Zeytin Dalı Harekatı'nda sivil hassasiyetinin yüksek olduğunun altını çizen Canikli, "Türk Silahlı Kuvvetlerden kaynaklanan bir tane sivil zayiat yok. Fırat Kalkanı Operasyonu'nda da yok denecek kadar azdı. Sivil hassasiyetimiz olmasa birkaç hafta içerisinde Afrin'e girer yerle bir ederdik ama bir tane masum insan hayatını kaybetmesin, zarar görmesin diye mirasımız ve inancımız gereği dikkatli davranıyoruz." diye konuştu.

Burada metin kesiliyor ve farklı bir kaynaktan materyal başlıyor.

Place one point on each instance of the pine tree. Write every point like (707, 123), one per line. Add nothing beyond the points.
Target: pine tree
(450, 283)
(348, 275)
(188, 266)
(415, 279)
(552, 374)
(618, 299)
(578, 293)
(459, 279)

Terörle mücadele konusunda kimsenin Türkiye'ye akıl veremeyeceğini vurgulayan Canikli, sözlerini şöyle tamamladı:

"Kendi yaptıklarına bakması gerekir. Onlar kendi operasyonlarına baksınlar. Terör görüldüğü yerde başı ezilmesi gereken insanlık adına bir beladır. Biz terörle mücadele ediyoruz. Terör belasını önce ülkemizden sonra bütün dünyanın başına bela olmaktan kurtarmaya çalışıyoruz. Biz bu coğrafyadayız ve burada kalmaya devam edeceğiz. Er ya da geç bütün teröristleri ortadan kaldırana kadar sabırla bu mücadelemiz devam edecek. Bunu başka aması, fakatı yok."

Canikli, yerli silahlarla ilgili görüntüleri de salondakilere izletti.

Canikli'ye AK Parti Rize İl Başkan Vekili Ali Haydar Er tarafından çeşitli hediyeler verildi.

Daha sonra Rize Valiliğini ziyaret eden Canikli, Vali Erdoğan Bektaş'tan brifing aldı.